Cuba Plans New Offshore Drilling in Search for Big Oil Finds in the Gulf of Mexico

Cuba Plans New Offshore Drilling in Search for Big Oil Finds in the Gulf of Mexico. By Thomas Omestad
US News & World Report, February 3, 2009

HAVANA—Cuban officials say that exploratory drilling to assess the potential for oil reserves in the Gulf of Mexico is likely to resume in the second quarter of this year, a sign that lower world oil prices have not derailed efforts by the Cuban government and its foreign corporate partners to keep moving toward offshore oil production.

Cuba believes it has major oil reserves in its waters. But the prospect of exploratory drilling—followed by likely future commercial drilling—in the Florida Straits has fired controversy in the United States, with the expectation that someday, foreign oil firms could be drilling as close as about 50 miles from parts of Florida.

The exploratory drilling will take place about 20 miles north of Havana and will be conducted by a consortium led by the Spanish oil firm Repsol, working with India's state-run Oil & Natural Gas Co. and Norway's StatoilHydro. Other exploratory drilling in the portion of the Gulf under Cuba's economic control is anticipated in 2010 and 2011.

"Cuba has high potential from an exploratory point of view," said Rafael Tenreyro Perez, exploration manager for Cubapetroleo (Cupet), the Cuban state oil company, in an interview. Seismic tests suggesting possible oil deposits over the past two years in Gulf waters were "very encouraging," he said.

Other firms that have, to varying degrees, partnered with the Cuban oil company in the hunt for oil either on or offshore hail from Venezuela, Malaysia, Vietnam, China, Canada, and Brazil. U.S. companies are barred from participating under regulations flowing from the 48-year-old American embargo of Cuba's economy. That widely criticized policy was intended to pressure Cuba's communist government to move toward democracy, but other countries oppose the U.S. isolation strategy toward Cuba and do business anyway.

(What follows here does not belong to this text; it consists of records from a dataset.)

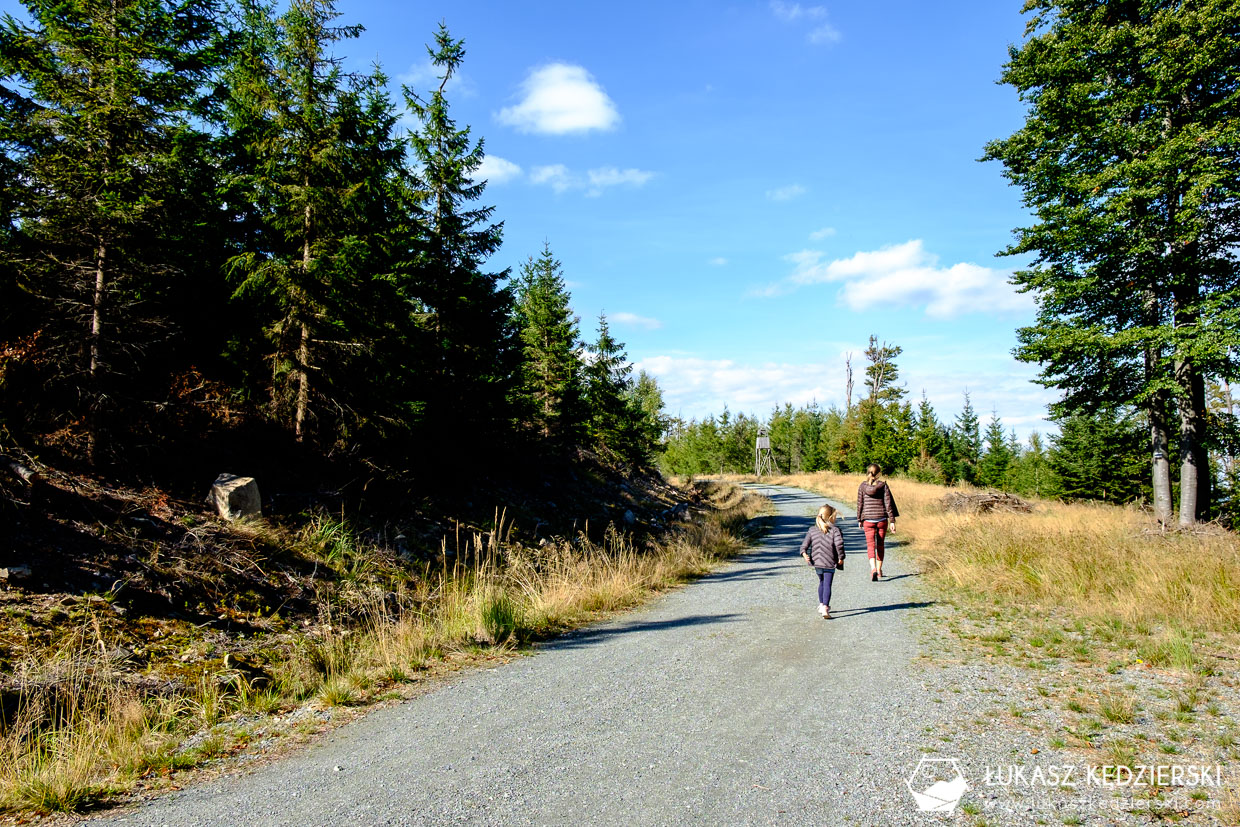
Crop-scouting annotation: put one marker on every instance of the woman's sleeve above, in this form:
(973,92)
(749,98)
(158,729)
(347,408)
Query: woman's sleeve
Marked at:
(892,511)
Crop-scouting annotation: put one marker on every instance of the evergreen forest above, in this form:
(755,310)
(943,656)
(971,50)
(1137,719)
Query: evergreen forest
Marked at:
(223,251)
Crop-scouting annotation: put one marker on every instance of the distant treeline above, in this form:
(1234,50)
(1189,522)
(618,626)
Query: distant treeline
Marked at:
(208,226)
(1099,455)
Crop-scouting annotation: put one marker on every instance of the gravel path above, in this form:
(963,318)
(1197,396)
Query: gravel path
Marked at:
(729,702)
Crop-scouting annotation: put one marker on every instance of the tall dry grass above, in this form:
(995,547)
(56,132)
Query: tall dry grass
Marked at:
(82,733)
(1100,562)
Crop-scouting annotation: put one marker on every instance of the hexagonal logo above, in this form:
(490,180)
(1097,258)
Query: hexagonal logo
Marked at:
(938,784)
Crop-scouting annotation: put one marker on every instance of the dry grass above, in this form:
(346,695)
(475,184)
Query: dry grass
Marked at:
(1099,562)
(83,734)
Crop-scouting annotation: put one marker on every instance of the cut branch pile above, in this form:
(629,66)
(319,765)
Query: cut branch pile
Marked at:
(985,502)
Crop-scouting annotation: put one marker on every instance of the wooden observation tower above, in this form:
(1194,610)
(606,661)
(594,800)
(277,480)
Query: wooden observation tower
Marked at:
(763,460)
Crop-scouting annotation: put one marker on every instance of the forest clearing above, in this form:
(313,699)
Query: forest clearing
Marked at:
(319,502)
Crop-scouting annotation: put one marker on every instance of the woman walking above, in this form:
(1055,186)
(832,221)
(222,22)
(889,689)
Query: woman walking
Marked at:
(877,513)
(823,548)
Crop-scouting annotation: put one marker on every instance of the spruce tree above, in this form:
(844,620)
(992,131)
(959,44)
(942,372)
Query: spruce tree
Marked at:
(1127,160)
(1099,455)
(993,465)
(466,310)
(966,442)
(614,418)
(101,107)
(316,164)
(551,371)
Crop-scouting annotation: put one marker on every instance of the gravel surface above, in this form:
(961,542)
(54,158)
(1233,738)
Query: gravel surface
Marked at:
(729,702)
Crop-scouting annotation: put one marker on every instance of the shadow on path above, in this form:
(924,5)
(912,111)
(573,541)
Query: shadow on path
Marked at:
(595,634)
(889,606)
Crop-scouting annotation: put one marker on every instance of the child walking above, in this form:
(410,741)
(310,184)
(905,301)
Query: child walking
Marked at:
(823,548)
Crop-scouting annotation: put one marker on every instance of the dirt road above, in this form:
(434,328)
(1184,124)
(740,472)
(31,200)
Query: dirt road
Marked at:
(727,702)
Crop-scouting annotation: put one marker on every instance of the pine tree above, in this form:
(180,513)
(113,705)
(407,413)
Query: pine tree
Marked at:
(606,391)
(1031,471)
(1099,456)
(993,465)
(318,160)
(101,106)
(928,445)
(646,399)
(466,310)
(966,442)
(1127,160)
(551,373)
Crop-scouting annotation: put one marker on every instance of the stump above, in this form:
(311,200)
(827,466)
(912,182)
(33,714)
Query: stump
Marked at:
(985,502)
(236,496)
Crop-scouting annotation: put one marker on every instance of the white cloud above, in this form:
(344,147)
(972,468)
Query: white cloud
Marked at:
(823,34)
(609,176)
(905,274)
(556,176)
(496,170)
(786,194)
(561,99)
(816,16)
(695,387)
(635,320)
(561,179)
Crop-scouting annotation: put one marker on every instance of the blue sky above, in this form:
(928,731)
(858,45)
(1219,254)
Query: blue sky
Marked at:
(749,190)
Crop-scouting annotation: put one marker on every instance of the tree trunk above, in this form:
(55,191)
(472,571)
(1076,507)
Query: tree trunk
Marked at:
(1202,453)
(96,366)
(1161,475)
(1191,427)
(303,403)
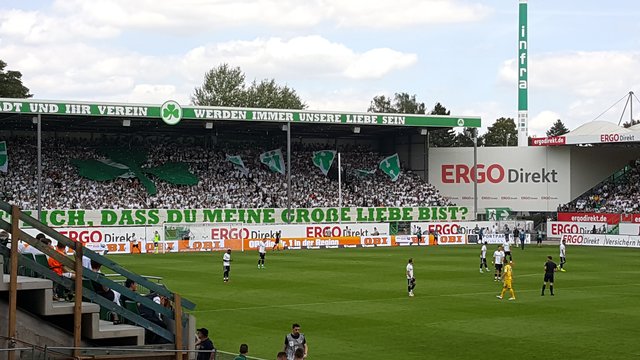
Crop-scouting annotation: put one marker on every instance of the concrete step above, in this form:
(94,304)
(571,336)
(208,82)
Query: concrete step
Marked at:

Foreign firms have signed exploration and production agreements for 21 of the 59 blocks Cuba has created for its Gulf waters, where the biggest oil finds are believed to be located. An additional 23 blocks are said to be the subject of discussions with foreign companies.
Cupet has estimated that there are 20 billion barrels of recoverable offshore oil in Cuban waters. If that bears out, Cuba, with 11 million people, would have reserves that come into the same range as those of the United States.

The U.S. Geological Survey, though, has issued more conservative estimates: under 5 billion barrels in Cuba's offshore fields. Furthermore, most of the oil is believed to lie under deep water, where extraction is difficult and expensive.

Some see the advent of Cuban offshore oil drilling as raising the costs of maintaining the embargo policy, with other countries taking a piece of the Cuban action that might otherwise fall to some American firms. Some Capitol Hill lawmakers have urged that an exception be made in the embargo to permit energy cooperation. Overall Cuba policy is now under review by the Obama administration.

Others are worried that a future oil spill, given Gulf currents, could spoil Florida beaches and shore areas. Tenreyro says that any drilling operations will follow "the highest" international environmental standards.

Some Cuba watchers argue that environmental coordination with Cuba ought to be one of the early results of any policy changes developed by the Obama administration.